Part of the summer of 1894 I had spent in beginning the music of an opera on Hawthorne’s “The Scarlet Letter.” The subject had always fascinated me and I had years before prepared a dramatic scenario for which I finally induced Hawthorne’s son-in-law, George Parsons Lathrop, to prepare a libretto. I completed the composition of the music the following summer and decided to produce it during the season 1895-96 with the Damrosch Opera Company in Boston, where the scene of the original novel is laid, in the old Colonial days of Governor Endicott.

I gave the rôle of Hester Prynne to Johanna Gadski. David Bispham played Roger Chillingworth, and Barron Berthold sang the clergyman, Arthur Dimmesdale.

The first performance took place February 10, 1896. American audiences are proverbially kind to authors on first nights, and Boston was especially interested in this opera because of Hawthorne’s novel. The scenery presented old Boston in very picturesque fashion, and I had spent a good deal of time with my stage-manager and costumer in the different Boston collections of Colonial belongings in order to give a correct picture of that period. Early portraits were consulted for the “make-up” of Governor Endicott and other old Boston celebrities, and the “company of ancient and honorable artillery” who appeared in the last act carried an exact copy of the banner which still hangs, I think, in Faneuil Hall.

Gadski gave a very touching impersonation of Hester, and Bispham fairly revelled in the fiendish machinations of Roger Chillingworth. The artists and composer received numberless recalls and the members of my company united in presenting me with several charming mementos of the day.

Mrs. John L. Gardner, who had already in those days become a real and loyal friend and supporter, and who has, according to her wonderful capacity for friendship, continued as such during these many years, sent a huge laurel wreath to the stage for me, the centre of which contained a large scarlet letter “A”! The reader may imagine what jokes were cracked at my expense about that very prominently displayed letter.
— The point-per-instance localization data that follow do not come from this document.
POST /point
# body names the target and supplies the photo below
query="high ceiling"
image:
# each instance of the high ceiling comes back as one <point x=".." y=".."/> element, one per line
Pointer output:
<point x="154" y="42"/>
The music was, I think, well written and orchestrated, but so much of it had been conceived under the overwhelming influence of Wagner, that I am afraid Anton Seidl was right when, after hearing the work in New York, he confided cynically to his friends that it was a “New England Nibelung Trilogy.”
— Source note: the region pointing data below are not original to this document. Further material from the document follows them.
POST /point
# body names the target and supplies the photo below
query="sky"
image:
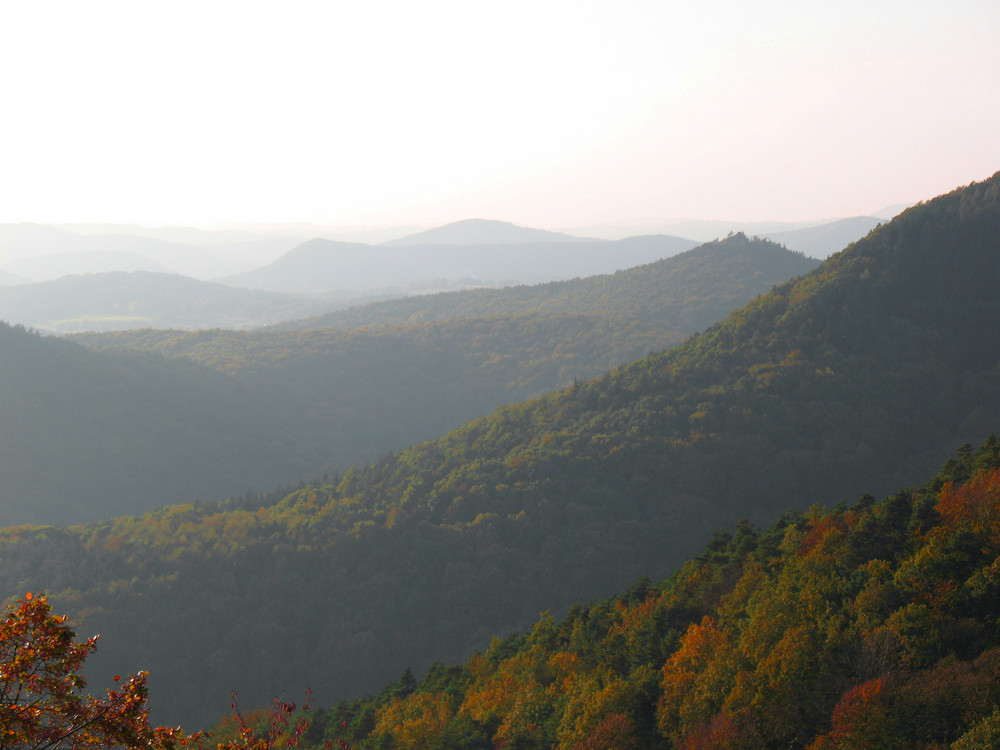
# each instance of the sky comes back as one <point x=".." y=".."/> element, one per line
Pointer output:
<point x="547" y="114"/>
Reviewing the work critically myself after these many years, I would say that it showed sufficient talent and musicianly grasp to warrant a composer’s career, but life and its exigencies willed otherwise, and all the “might have beens” are but idle speculation.

An evil star seemed to shine over that winter’s opera season from the financial standpoint. The entire country was suffering from a severe financial depression and my company was large and expensive. I had to travel continually, and during the entire five months carried a company of one hundred and seventy people, including an orchestra of seventy men, as I considered so large an aggregation my solemn duty as a Wagner disciple and propagandist.

As Abbey and Grau finally decided to embark on a German opera department of their own, adopting my suggestion when it was too late for me to combine with them, they very naturally shut me out of the Metropolitan Opera House and I was compelled, for my New York season, to lease the old Academy of Music which had become a house for cheap theatrical productions and had lost its high fashionable estate of other years.

My seasons in Chicago and Boston had been profitable, but many cities in the South, with the exception of New Orleans, which gave me a wonderful welcome, could not pay expenses, as the theatres were too small and my company too large and literally too good.